Location
- Jalan Meranti 2 Sungkai, Perak, 35600 Malaysia
- Coordinates: 3°55′19″N 101°20′53″E﻿ / ﻿3.9219439°N 101.3481454°E

Information
- School type: Boarding school
- Motto: Transformasi Menuju Kejuaraan
- Established: 2008
- Yearbook: Zenith
- Website: af.mrsm.edu.my

= MRSM FELDA =

MRSM FELDA or MJSC FELDA is a college in Sungkai, Batang Padang District, Perak, Malaysia. It is one of the MARA Junior Science College group of co-educational boarding schools. The school was named Kampus Tun Abdul Razak after Tun Abdul Razak, the founder of FELDA. The school is built on an 86.06 acre area within Feldajaya Utara. The school is the most expensive and the second-largest MRSM school in Malaysia, and can currently accommodate up to 1000 students from the age of 13 (Form 1) to 17 (Form 5). Some of the local refer the school as MRSM Trolak after the nearest township.

==History==

MARA Junior Science College FELDA is the 37th college established by the Majlis Amanah Rakyat (MARA) and the Federal Land Development Authority (FELDA), from an idea by the Y.A.B. Dato' Sri Najib bin Tun Abdul Razak who admired the college's accomplishments in the SPM and PMR. Following the signing of the agreement, which was named the "Perjanjian Kerjasama Antara MARA Dan FELDA on 30 March 2007. MJSC FELDA was the fifth MJSC built in Perak.

The college officially began operations on 1 December 2007, led by the Principal Saleh bin Osman, assisted by the Deputy Principal of Academic Affairs and Student Affairs Deputy Principal and 19 teachers and 16 employees.

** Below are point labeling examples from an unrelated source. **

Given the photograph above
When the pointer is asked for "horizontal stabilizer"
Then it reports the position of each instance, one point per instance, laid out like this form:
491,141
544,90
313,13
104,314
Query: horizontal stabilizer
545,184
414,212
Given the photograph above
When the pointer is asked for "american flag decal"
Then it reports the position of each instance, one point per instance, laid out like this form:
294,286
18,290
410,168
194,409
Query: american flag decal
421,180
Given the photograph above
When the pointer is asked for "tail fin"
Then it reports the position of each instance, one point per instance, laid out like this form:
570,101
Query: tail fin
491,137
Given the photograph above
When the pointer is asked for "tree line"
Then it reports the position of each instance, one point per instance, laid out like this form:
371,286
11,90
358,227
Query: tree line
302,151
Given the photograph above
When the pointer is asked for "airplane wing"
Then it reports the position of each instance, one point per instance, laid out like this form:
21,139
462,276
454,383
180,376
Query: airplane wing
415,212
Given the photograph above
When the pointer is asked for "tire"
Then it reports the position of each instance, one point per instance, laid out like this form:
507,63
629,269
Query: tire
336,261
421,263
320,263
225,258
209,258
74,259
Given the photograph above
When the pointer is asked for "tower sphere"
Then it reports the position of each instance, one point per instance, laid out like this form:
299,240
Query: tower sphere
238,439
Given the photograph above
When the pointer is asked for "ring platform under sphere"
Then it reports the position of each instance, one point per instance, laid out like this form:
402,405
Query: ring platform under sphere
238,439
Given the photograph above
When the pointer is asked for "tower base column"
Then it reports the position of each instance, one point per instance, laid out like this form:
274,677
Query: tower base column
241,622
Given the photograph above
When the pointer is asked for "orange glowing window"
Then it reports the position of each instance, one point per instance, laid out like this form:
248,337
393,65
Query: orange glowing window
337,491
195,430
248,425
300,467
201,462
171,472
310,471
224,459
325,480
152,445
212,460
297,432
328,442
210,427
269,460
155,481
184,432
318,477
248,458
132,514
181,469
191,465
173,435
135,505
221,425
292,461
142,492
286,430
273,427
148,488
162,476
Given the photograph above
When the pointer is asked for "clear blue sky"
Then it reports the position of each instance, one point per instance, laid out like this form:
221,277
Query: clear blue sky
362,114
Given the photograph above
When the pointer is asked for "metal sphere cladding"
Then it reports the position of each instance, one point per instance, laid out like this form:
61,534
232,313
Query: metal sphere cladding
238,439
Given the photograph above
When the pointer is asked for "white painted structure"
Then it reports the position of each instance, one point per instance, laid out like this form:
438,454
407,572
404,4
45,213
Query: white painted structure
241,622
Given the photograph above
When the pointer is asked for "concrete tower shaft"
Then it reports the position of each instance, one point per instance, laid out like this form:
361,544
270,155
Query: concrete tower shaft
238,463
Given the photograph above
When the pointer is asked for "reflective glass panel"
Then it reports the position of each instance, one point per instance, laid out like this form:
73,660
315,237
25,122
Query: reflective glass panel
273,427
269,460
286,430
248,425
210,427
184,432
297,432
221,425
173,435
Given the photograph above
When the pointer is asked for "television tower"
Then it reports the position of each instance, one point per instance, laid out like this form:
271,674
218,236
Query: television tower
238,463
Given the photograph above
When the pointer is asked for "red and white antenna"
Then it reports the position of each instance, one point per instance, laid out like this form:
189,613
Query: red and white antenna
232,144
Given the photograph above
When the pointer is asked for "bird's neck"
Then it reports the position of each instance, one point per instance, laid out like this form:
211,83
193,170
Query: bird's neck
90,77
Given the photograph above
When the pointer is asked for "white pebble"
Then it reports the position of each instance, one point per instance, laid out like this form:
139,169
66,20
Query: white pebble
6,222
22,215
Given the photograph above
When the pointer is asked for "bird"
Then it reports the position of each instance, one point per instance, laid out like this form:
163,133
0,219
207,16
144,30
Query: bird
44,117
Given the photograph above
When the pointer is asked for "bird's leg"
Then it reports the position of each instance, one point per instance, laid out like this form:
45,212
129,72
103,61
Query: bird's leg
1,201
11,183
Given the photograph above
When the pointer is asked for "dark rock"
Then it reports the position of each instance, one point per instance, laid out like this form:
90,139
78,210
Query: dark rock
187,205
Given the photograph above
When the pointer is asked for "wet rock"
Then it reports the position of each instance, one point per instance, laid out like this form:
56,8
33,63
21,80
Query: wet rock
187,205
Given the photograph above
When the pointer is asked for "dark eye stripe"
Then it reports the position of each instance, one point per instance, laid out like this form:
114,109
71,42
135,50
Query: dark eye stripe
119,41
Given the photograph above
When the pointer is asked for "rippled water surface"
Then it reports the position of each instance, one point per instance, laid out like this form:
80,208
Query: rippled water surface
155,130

The college has received a total of 210 pilot group of students who are Form 1 students on 18 February 2008.

The new building, developed on a site measuring 86.06 acre in North Feldajaya, became fully operational on January 4, 2010. Students from Form 1 were called back to continue their studies at the MJSC FELDA. The building was named of "Kampus Tun Abdul Razak" on July 7, "Hari Peneroka Kebangsaan" 2010.

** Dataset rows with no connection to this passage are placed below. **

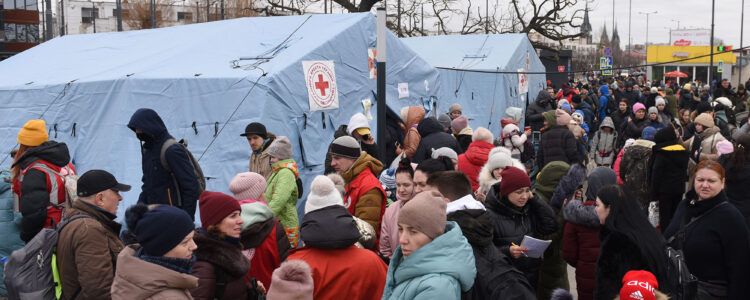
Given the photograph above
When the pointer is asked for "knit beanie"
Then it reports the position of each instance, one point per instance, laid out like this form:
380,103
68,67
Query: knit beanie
648,133
460,123
291,281
323,193
482,134
158,230
281,148
455,107
215,206
638,285
565,105
387,178
513,179
346,146
426,213
550,117
705,119
505,121
253,212
33,133
562,117
444,120
638,106
499,159
247,185
724,147
444,151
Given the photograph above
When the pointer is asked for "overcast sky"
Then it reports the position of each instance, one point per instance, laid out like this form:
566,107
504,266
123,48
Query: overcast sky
690,13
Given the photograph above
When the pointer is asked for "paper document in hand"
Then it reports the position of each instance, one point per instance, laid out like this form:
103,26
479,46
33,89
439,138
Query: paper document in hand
536,247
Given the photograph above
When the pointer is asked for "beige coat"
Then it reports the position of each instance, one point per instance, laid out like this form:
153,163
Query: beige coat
137,279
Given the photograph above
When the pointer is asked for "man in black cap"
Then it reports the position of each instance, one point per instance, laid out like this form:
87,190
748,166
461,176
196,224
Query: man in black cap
88,246
259,140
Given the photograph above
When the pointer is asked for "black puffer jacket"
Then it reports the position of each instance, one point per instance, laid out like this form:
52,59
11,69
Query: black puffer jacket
433,137
510,225
34,194
535,110
158,187
557,144
496,277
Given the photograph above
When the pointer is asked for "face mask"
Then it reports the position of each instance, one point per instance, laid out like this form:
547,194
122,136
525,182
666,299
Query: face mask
143,136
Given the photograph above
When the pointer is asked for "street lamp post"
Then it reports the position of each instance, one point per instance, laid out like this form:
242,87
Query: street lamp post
647,13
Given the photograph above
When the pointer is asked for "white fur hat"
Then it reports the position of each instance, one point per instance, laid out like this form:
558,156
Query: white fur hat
323,193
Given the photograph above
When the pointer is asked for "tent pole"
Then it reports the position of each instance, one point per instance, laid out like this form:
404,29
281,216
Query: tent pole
381,104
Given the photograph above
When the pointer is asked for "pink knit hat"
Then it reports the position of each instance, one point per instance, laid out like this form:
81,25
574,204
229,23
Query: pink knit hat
248,185
292,280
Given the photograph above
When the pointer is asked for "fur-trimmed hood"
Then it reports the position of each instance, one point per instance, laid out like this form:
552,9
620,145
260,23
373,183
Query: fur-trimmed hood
222,254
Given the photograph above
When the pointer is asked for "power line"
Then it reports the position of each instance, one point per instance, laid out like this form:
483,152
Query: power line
586,71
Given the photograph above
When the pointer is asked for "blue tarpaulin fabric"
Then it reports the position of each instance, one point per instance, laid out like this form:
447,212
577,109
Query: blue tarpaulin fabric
193,73
484,96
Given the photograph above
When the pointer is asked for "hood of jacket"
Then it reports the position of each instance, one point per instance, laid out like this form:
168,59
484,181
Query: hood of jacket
414,115
478,152
148,121
50,151
604,89
598,178
448,254
331,227
365,161
255,234
429,126
475,224
607,123
141,279
222,254
543,98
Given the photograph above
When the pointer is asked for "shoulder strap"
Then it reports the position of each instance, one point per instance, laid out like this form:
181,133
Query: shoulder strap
162,156
220,283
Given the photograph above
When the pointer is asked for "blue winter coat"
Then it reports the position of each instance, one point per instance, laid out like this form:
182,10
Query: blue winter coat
158,187
441,269
10,239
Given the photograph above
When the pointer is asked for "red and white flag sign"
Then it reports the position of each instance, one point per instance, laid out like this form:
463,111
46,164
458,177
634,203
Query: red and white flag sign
320,79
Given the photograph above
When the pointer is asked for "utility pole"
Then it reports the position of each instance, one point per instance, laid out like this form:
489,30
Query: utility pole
118,3
62,17
93,15
48,13
742,23
711,61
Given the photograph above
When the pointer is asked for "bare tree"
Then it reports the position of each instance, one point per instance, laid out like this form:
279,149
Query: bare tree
137,13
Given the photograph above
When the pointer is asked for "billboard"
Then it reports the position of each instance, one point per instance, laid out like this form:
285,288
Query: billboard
690,37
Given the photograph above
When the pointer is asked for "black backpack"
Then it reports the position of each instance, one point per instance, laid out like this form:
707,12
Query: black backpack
684,284
193,162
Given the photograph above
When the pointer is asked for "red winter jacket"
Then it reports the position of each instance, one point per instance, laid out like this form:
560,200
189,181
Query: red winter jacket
581,246
472,161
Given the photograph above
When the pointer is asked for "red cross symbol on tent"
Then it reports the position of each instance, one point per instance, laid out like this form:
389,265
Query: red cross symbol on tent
321,85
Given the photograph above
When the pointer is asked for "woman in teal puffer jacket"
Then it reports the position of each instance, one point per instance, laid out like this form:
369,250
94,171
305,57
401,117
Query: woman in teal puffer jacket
434,260
10,239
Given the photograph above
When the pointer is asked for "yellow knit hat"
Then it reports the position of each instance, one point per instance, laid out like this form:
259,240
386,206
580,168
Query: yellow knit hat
33,133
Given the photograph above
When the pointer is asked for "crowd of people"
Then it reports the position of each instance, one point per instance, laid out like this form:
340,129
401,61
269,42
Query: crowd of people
611,174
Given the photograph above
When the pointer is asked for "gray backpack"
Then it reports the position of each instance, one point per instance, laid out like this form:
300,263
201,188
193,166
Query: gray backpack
31,272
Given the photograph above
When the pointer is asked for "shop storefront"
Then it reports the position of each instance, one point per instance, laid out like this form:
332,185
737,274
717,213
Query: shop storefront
696,69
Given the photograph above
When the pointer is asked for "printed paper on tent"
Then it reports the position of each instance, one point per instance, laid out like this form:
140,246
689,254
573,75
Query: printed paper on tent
372,63
320,79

MJSC FELDA has appeared in the Malay drama Aku Mahu Terbang, in a scene showing that the main character stays at Aspura Block.

==Alumni==

The alumni group of the college, MRSM Kuala Kubu Bharu, was established in 2012 by MRSM Felda's SPM leavers of 2011, by nine co-founders consisting of the first SPM Batch who later became the core members and committees. As of 14 August 2013, the Alumni association is registered under the Malaysian Registrar of Societies. The first President of ALFA was Rifhan Hafiz, who was also the head of the Student Representative Council of 2010/2011. Qawi Elias who is one of the co-founders now currently serve as the Club's Chairman.